Kirkus Reviews QR Code
WITH EXTREME PREJUDICE by Frederick Barton

WITH EXTREME PREJUDICE

by Frederick Barton

Pub Date: Nov. 1st, 1993
ISBN: 0-679-40813-4
Publisher: Villard

A year after his lawyer wife was killed in a car accident, a burglary in his house makes New Orleans film reviewer Mike Barnett wonder whether her death was really accidental. Five years before she died, Joan Barnett was hired by black developer Tom Grieve to sue real-estate mogul Sheldon Retif for withholding the right to build Thomas Jefferson Magnet High School on the site that Retif sold Grieve. Losing the case on a shaky verdict by distinguished Judge Leon Delacroix, Joan argued the appeal all the way to a procedural victory in the Supreme Court— but too late to change the location of the school (which had already been built) or help Grieve (who died soon after).
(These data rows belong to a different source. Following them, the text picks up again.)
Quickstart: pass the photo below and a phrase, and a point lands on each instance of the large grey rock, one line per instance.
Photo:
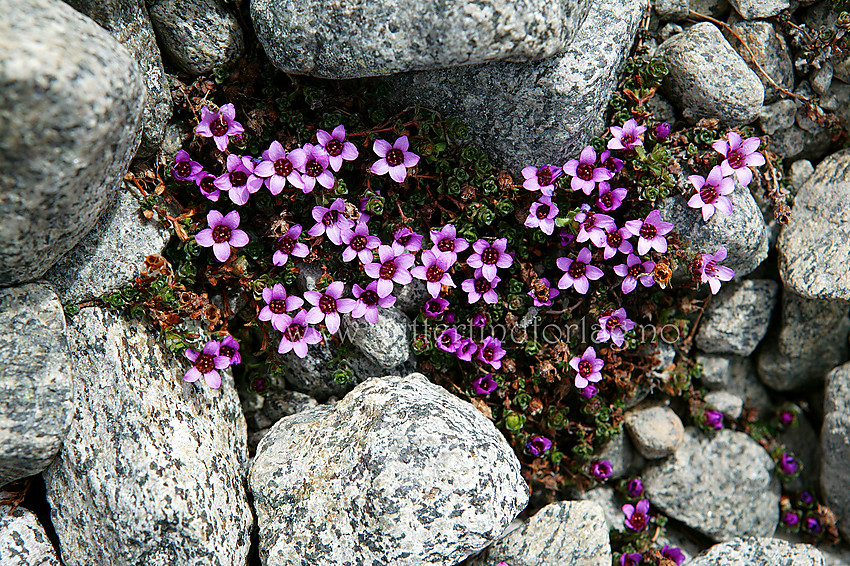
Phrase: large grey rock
(197, 35)
(35, 384)
(128, 22)
(835, 446)
(23, 541)
(367, 38)
(152, 472)
(721, 485)
(565, 532)
(752, 551)
(398, 472)
(737, 318)
(708, 79)
(814, 245)
(540, 112)
(73, 99)
(810, 339)
(743, 233)
(110, 256)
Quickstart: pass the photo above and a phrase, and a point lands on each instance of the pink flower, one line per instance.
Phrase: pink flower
(221, 234)
(395, 159)
(711, 193)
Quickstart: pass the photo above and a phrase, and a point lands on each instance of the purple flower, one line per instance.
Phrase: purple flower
(392, 266)
(610, 199)
(368, 302)
(479, 287)
(219, 126)
(239, 181)
(484, 385)
(740, 156)
(277, 305)
(627, 137)
(278, 167)
(205, 364)
(614, 326)
(315, 168)
(634, 487)
(336, 147)
(636, 515)
(601, 469)
(711, 272)
(331, 221)
(711, 193)
(587, 367)
(184, 168)
(673, 553)
(650, 232)
(446, 240)
(434, 271)
(584, 174)
(634, 270)
(538, 445)
(713, 419)
(553, 293)
(360, 243)
(491, 352)
(435, 307)
(328, 305)
(448, 340)
(409, 240)
(297, 335)
(221, 234)
(488, 257)
(466, 349)
(578, 271)
(395, 159)
(542, 215)
(541, 179)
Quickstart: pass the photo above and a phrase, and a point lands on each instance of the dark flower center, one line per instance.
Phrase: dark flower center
(205, 363)
(434, 274)
(219, 127)
(334, 147)
(481, 285)
(327, 304)
(282, 167)
(313, 168)
(221, 234)
(577, 269)
(395, 157)
(238, 178)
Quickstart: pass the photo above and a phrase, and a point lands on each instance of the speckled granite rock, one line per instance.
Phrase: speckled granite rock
(398, 472)
(128, 22)
(565, 532)
(73, 99)
(36, 402)
(541, 112)
(815, 245)
(23, 541)
(835, 446)
(656, 431)
(152, 471)
(196, 35)
(737, 318)
(721, 485)
(382, 37)
(751, 551)
(811, 338)
(111, 255)
(708, 79)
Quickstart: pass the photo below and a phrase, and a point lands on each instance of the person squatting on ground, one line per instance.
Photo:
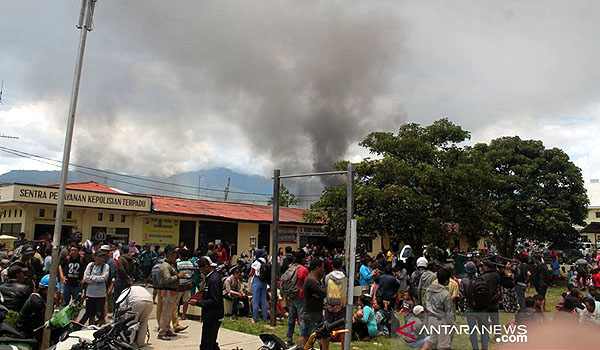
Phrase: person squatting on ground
(233, 291)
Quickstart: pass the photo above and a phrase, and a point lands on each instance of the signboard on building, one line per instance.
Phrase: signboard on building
(161, 231)
(288, 234)
(311, 231)
(49, 195)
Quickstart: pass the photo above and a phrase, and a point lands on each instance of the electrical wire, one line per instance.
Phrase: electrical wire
(46, 160)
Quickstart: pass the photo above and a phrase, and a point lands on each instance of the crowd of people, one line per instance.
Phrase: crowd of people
(312, 288)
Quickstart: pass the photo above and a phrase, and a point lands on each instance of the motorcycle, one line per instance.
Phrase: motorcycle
(112, 336)
(11, 338)
(323, 330)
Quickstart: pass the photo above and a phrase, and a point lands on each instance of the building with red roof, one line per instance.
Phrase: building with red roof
(103, 213)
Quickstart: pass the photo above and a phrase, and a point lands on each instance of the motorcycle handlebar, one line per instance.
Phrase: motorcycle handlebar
(334, 325)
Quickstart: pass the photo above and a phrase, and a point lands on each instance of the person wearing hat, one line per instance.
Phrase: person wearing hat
(24, 261)
(492, 278)
(419, 336)
(32, 313)
(14, 291)
(110, 282)
(169, 281)
(95, 276)
(211, 304)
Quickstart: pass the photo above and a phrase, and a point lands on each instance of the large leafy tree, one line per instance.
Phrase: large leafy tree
(537, 193)
(421, 184)
(286, 198)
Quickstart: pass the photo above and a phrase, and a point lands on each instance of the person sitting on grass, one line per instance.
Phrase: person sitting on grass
(364, 324)
(418, 336)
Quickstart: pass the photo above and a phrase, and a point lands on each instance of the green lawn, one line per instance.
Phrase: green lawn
(244, 325)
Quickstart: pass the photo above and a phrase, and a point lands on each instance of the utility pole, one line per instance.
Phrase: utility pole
(227, 188)
(200, 178)
(350, 251)
(274, 244)
(85, 25)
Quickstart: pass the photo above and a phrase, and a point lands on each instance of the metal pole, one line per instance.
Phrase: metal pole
(350, 251)
(274, 244)
(341, 172)
(87, 11)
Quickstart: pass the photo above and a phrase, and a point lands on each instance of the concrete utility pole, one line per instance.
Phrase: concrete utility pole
(85, 25)
(227, 188)
(274, 244)
(350, 251)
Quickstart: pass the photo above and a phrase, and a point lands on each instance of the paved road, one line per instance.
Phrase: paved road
(190, 338)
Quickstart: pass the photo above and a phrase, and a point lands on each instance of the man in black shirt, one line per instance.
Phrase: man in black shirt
(314, 293)
(70, 273)
(211, 304)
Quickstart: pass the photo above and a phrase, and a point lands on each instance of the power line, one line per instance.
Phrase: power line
(46, 160)
(6, 149)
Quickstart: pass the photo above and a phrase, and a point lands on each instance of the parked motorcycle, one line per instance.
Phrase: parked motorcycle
(112, 336)
(11, 338)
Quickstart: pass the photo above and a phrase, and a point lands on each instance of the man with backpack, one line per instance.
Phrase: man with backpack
(260, 277)
(287, 260)
(474, 293)
(521, 280)
(439, 305)
(70, 273)
(492, 278)
(291, 287)
(542, 281)
(416, 277)
(335, 300)
(169, 281)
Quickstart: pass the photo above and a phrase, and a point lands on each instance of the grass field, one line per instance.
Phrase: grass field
(460, 342)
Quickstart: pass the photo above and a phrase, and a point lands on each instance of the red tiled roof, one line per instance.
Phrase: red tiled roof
(225, 210)
(87, 186)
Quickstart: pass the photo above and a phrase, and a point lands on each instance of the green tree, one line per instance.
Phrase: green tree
(421, 181)
(286, 198)
(537, 193)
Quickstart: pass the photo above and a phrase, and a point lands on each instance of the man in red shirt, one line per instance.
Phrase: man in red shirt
(296, 304)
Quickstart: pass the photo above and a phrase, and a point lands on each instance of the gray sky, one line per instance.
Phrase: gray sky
(171, 86)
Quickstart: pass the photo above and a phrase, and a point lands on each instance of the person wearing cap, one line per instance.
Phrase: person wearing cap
(70, 272)
(24, 261)
(14, 291)
(140, 301)
(110, 282)
(493, 279)
(95, 276)
(211, 304)
(32, 313)
(125, 272)
(419, 336)
(169, 281)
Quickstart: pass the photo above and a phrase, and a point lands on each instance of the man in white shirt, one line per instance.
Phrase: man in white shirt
(140, 301)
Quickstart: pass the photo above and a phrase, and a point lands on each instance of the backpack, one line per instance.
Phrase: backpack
(289, 282)
(334, 293)
(156, 275)
(265, 272)
(479, 292)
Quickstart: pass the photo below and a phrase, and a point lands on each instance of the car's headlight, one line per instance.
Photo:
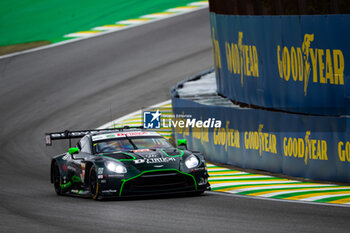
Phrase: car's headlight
(191, 161)
(115, 167)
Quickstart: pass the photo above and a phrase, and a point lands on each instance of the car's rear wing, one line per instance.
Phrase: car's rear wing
(67, 134)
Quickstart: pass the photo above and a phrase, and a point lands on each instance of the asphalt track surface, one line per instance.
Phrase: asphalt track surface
(85, 84)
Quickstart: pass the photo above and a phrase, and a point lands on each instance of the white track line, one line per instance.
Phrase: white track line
(97, 34)
(109, 124)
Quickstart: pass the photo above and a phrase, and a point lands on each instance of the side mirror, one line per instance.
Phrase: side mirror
(182, 143)
(73, 150)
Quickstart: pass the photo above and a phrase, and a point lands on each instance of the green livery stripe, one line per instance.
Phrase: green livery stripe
(58, 20)
(281, 189)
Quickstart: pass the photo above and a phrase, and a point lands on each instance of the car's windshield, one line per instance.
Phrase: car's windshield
(122, 144)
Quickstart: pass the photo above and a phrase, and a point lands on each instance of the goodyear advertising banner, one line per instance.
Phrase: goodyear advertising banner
(294, 63)
(296, 145)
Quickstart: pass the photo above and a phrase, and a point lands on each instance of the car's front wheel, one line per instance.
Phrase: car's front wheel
(94, 187)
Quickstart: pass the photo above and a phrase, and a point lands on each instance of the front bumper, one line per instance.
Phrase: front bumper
(156, 182)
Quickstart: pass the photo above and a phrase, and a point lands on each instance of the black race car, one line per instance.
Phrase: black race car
(125, 162)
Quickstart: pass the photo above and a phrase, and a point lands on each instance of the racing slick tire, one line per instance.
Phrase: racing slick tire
(94, 186)
(57, 179)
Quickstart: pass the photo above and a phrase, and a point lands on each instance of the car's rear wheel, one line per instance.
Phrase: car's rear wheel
(57, 179)
(94, 187)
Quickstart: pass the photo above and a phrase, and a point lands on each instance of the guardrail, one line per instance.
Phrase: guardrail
(315, 147)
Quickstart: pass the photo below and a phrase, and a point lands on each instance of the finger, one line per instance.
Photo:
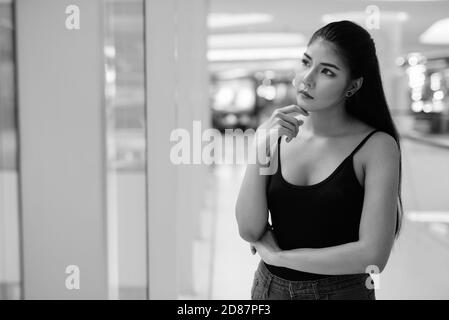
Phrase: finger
(284, 131)
(288, 118)
(293, 109)
(287, 125)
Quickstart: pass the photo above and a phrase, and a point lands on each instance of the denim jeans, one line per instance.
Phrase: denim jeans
(267, 286)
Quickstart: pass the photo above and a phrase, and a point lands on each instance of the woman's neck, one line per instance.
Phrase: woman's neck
(328, 123)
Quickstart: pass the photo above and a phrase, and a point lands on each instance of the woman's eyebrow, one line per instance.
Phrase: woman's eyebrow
(323, 63)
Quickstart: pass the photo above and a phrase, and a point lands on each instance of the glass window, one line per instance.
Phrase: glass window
(10, 275)
(126, 136)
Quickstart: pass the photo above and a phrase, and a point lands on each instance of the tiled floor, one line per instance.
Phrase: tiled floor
(417, 268)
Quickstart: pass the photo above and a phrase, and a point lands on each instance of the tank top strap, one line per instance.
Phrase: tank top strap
(279, 153)
(363, 142)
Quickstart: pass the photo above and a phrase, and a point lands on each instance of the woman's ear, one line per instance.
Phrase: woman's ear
(356, 85)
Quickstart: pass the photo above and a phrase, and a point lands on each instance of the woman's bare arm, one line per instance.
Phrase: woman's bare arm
(251, 207)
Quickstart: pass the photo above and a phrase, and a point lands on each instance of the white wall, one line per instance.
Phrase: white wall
(62, 147)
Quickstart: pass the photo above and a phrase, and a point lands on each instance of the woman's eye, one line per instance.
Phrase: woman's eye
(328, 72)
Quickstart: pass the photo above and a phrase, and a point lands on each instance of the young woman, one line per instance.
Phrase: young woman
(334, 199)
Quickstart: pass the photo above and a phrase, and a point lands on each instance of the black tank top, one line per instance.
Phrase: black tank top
(321, 215)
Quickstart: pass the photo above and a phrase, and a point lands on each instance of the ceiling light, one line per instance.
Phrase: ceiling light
(254, 54)
(436, 33)
(223, 20)
(255, 40)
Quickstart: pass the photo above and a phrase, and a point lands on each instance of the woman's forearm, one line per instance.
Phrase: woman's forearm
(251, 207)
(347, 258)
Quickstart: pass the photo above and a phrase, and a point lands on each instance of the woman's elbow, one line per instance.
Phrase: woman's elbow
(249, 235)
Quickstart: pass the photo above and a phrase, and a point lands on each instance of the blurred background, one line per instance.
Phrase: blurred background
(87, 113)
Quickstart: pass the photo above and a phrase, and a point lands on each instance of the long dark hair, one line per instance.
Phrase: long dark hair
(356, 47)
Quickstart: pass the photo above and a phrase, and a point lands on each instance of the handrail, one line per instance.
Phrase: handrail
(426, 140)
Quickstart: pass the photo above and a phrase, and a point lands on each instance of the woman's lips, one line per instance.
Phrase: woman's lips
(305, 94)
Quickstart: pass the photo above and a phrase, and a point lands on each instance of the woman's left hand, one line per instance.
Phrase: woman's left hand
(267, 247)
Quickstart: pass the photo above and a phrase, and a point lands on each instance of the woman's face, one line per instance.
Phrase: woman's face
(322, 75)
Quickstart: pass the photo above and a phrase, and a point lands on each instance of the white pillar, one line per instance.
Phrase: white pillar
(161, 173)
(62, 148)
(174, 62)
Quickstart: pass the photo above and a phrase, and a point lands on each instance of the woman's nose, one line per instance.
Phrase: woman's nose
(301, 84)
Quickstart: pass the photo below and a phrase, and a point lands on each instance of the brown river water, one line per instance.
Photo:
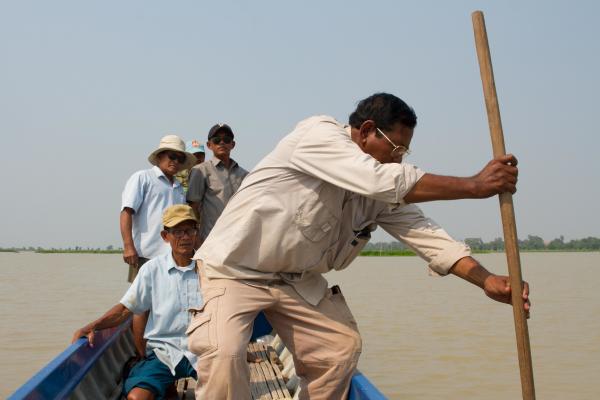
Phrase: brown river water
(423, 337)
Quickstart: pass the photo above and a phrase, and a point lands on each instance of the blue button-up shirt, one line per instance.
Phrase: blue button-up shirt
(149, 193)
(168, 291)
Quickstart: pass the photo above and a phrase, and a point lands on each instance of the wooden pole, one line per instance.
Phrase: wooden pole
(506, 207)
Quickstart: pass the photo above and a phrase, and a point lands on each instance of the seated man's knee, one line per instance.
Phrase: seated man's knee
(140, 394)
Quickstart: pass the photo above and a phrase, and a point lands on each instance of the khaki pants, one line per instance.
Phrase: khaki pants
(323, 339)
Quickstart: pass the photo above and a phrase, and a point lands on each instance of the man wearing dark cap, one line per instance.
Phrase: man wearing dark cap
(212, 183)
(167, 287)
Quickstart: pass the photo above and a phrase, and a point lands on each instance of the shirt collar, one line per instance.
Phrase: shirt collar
(172, 264)
(215, 161)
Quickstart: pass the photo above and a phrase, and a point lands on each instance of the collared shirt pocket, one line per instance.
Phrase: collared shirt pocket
(352, 250)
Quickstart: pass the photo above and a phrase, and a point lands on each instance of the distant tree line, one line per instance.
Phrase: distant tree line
(77, 249)
(537, 243)
(532, 243)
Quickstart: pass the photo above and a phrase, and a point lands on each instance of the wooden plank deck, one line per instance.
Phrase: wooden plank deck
(266, 380)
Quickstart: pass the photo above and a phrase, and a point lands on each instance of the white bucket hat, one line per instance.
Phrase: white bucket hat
(173, 142)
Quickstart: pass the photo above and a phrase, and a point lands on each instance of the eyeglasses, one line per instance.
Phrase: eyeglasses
(174, 156)
(179, 233)
(219, 139)
(397, 150)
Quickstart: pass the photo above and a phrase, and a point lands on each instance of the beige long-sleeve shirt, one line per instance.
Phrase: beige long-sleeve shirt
(306, 209)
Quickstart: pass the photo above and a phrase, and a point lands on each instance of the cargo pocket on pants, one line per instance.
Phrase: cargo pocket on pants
(202, 331)
(338, 300)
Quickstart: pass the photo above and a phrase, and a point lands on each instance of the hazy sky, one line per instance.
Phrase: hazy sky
(88, 88)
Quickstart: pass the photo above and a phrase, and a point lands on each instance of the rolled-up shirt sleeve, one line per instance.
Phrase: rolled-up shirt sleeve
(326, 151)
(138, 298)
(196, 185)
(409, 225)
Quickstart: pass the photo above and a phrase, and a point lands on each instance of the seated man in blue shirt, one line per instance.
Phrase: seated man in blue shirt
(167, 287)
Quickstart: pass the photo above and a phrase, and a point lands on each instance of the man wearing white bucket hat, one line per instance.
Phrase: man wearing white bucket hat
(146, 195)
(197, 149)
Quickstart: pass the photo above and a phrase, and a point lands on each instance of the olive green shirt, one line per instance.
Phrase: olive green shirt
(212, 184)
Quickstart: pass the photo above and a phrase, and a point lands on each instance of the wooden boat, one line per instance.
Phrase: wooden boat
(83, 372)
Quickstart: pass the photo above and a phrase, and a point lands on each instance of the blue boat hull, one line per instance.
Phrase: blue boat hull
(81, 370)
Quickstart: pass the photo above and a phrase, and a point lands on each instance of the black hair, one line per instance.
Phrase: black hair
(385, 110)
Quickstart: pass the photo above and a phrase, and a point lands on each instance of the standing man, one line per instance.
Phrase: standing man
(212, 183)
(146, 195)
(197, 149)
(307, 208)
(166, 288)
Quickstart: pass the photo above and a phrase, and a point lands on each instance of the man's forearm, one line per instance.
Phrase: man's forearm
(113, 317)
(498, 176)
(126, 224)
(437, 187)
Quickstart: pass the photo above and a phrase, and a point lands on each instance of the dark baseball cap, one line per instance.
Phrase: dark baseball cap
(220, 128)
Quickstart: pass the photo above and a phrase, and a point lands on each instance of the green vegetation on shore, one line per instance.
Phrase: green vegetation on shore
(531, 244)
(75, 250)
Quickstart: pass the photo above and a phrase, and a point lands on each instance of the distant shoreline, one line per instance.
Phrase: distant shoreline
(366, 253)
(408, 253)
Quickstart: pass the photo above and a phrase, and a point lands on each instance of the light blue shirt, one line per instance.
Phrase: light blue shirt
(149, 192)
(168, 291)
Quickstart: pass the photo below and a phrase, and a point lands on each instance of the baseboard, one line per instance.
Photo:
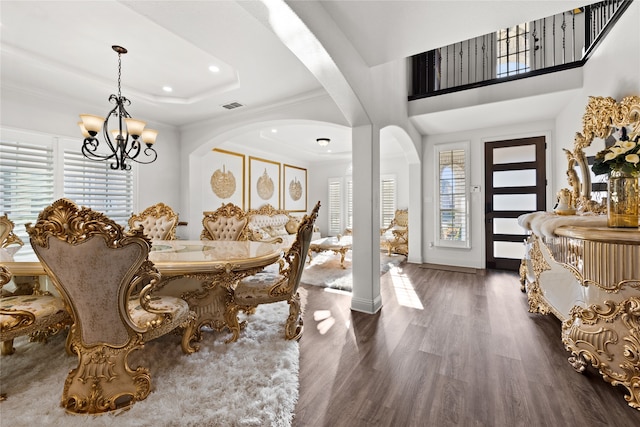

Now that the burglary has alerted Mike to Joan's missing Grieve v. Retif files, though, nagging questions return. What did Retif hope to get by building the school on a plot of land the University of New Orleans had donated to the city? Why had Delacroix ruled against Joan's client? Why has Tammy Dieter-White, Joan's old antagonist in the case, forbidden her associate Johnny Chambers, formerly of Joan's firm, to talk to Mike? And what does Joan's death have to do with the current executions of gay men throughout the city? Readers who can get past the leaden badinage of Mike and Joan in extended flashback—plus the oracular wisdom of Mike's endless film reviews, heavy with liberal uplift—will find the answers satisfyingly revealing about racial politics, big-city corruption, and the self- created mythography of the Big Easy. Though it may make you impatient with the characters—how long is it going to take Mike to realize that Joan's death was no accident?—the mystery plot lends Barton (The El Cholo Feeling Passes, 1985; Courting Pandemonium, 1986) a new momentum and a cumulative power that's surprisingly moving.